The Preacher’s License

I admit that I had never seen one nor had I thought of looking for one – a Preacher’s License.

My wife Ellen’s paternal great great grandfather, Rev. Jacob Wagner (pictured left) had been a minister of the Evangelical Association and there are several records that provide evidence of this fact. His association with his brother-in-law Phillip Louis Breithaupt is well documented in local histories, family papers, and books on the Breithaupt leather business in Berlin (now Kitchener), Ontario, Canada.

Fortunately, Ellen’s uncle Gordon Wagner, when compiling a substantive family history in the late 1970’s and early 1980’s, left behind a group of Jacob’s Preacher’s Licenses. Finding and holding these 150 plus year old occupational certificates provides a connection to the person and provides fact evidence I likely would not have thought to even look for. Pictured below is Jacob’s Preacher’s License from February 1848.

According to a compilation of Evangelical Association Annual General Conference proceedings, compiled by S. C. Breyfogel in 1888, Jacob was accepted by the church as a ‘Preacher on Trial’ or on probation i1847 at the Eighth Annual Session of the church held in Fayette, Seneca County, New York State. This conference was held between February 23 and March 3, 1847 under the leadership of Bishop Joseph Long. In addition to being accepted as a preacher, Jacob was appointed to the Buffalo, New York circuit.

The following year, in 1848, Jacob was appointed at the general session held at Allentown, Pennsylvania to the Waterloo circuit in the Canada district under the supervision of Presiding Elder M. Lehn. While ‘working’ the Waterloo circuit, Jacob, who was just 24 years of age, would visit and perhaps stay at the home of Jacob and Margaret (nee Riehl) Hailer. The Hailers were known to be very welcoming of their church’s visiting circuit preachers.
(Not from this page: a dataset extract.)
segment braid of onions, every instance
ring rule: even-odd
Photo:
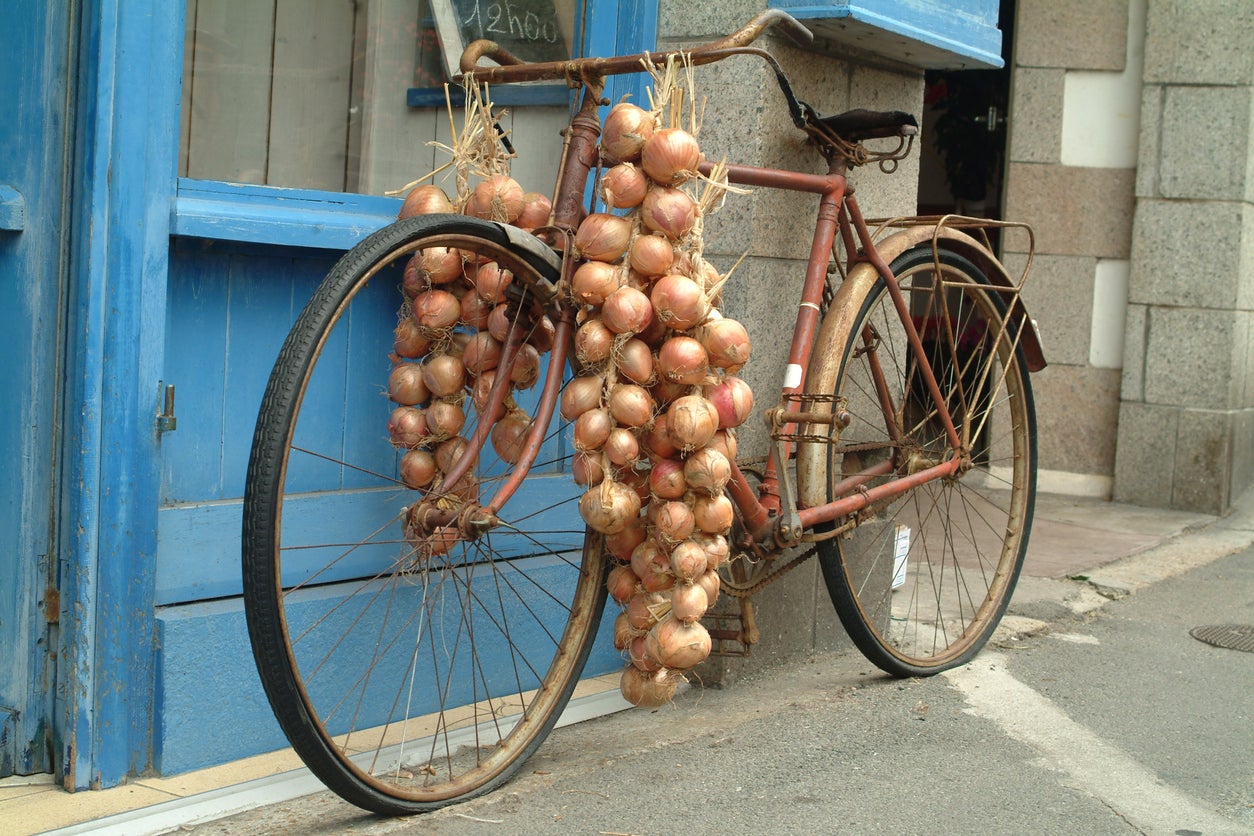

In 1849, Jacob married the Hailer’s eldest daughter, Margaret, with whom he had three children.

Margaret was in fact pregnant with their third child when Jacob died suddenly in April 1858, shortly after Jacob and his brother-in-law Louis Breithaupt had formed a partnership and opened what would become a very successful tannery business. The third child, a boy was born 5 months after his father’s death, and was appropriately enough named, Jacob.